Chuck Close
American
Biography
Chuck Close was an American painter and photographer born in Monroe, Washington, in 1940, celebrated for his monumental, methodically constructed portraits that became among the most recognizable images in late twentieth-century American art. Raised in difficult circumstances — he was dyslexic and suffered from a neuromuscular condition and prosopagnosia (face blindness), which likely drove his lifelong focus on the human face — he studied at the University of Washington, Yale School of Art, and the Akademie der Bildenden Künste in Vienna. He moved to New York in the mid-1960s, where he developed his signature approach: working from photographs, he transferred images to large canvases using a grid system, building portraits of extraordinary size and detail.\n\nClose's early work, produced in airbrush and paint, was so photographically precise that it helped define the Photorealism movement.
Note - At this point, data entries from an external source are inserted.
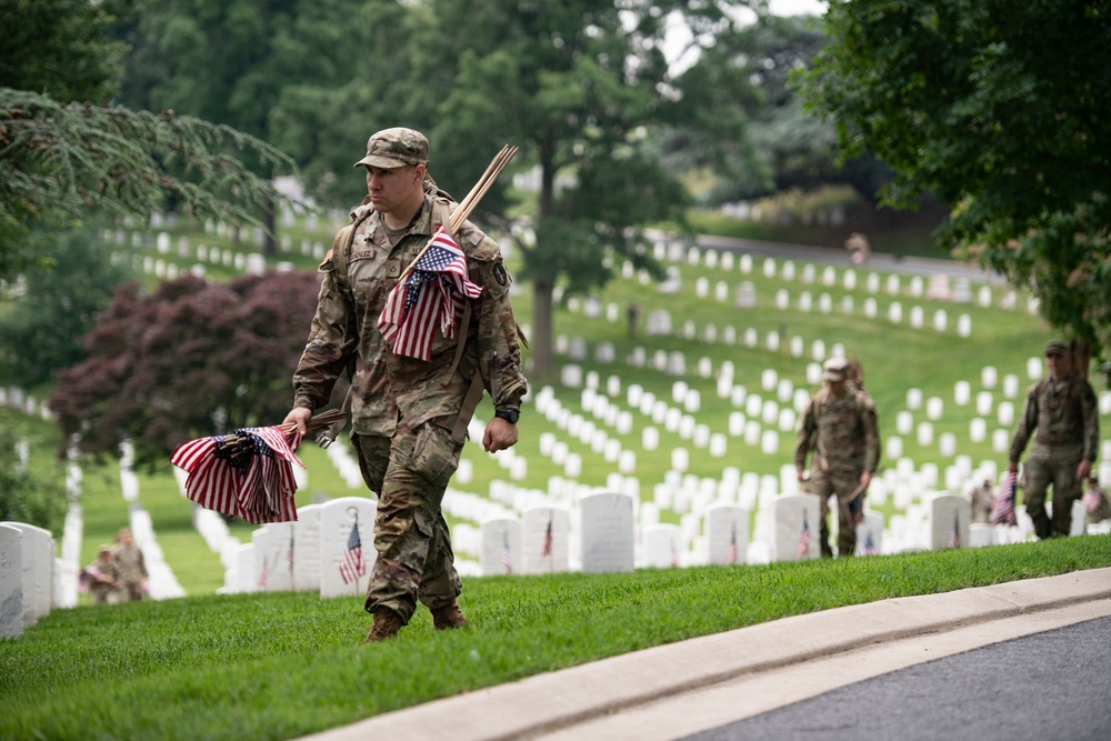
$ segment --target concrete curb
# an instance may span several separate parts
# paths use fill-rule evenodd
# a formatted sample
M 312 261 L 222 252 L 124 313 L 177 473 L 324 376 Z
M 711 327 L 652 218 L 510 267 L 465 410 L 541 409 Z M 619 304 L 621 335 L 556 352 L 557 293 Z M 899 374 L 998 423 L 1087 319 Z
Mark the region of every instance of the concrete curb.
M 911 635 L 1111 599 L 1111 569 L 897 598 L 785 618 L 531 677 L 307 737 L 520 739 L 745 674 Z

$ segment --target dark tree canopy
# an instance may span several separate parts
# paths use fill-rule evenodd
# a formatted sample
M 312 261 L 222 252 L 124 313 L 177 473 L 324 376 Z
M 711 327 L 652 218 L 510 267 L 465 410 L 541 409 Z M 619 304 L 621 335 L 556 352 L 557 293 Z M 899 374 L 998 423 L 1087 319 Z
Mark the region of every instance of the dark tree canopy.
M 140 463 L 193 438 L 277 424 L 318 287 L 306 272 L 230 283 L 188 276 L 148 296 L 121 287 L 87 337 L 89 358 L 59 374 L 50 408 L 83 451 L 113 455 L 128 438 Z
M 825 23 L 803 92 L 895 170 L 887 201 L 932 191 L 943 247 L 1111 348 L 1111 3 L 831 0 Z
Over subsequent decades he continually reinvented his process, creating portraits from fingerprints, handmade paper pulp, and mosaic-like grids of abstract cells — each unit a small abstract painting, the overall image legible only at a distance. In 1988, a spinal artery collapse left him almost entirely paralyzed; he returned to painting using a brush strapped to his wrist, and the constraint paradoxically opened new directions in his work. He continued producing large-scale portraits of fellow artists, writers, and musicians until shortly before his death in 2021, leaving a body of work that interrogates perception, process, and the act of representation itself.
Artworks
Did you know?
Chuck Close transformed the painted portrait into a meditation on process and perception, building monumental faces from grids, fingerprints, and abstract cells — and continued his practice after paralysis redefined the terms of his art.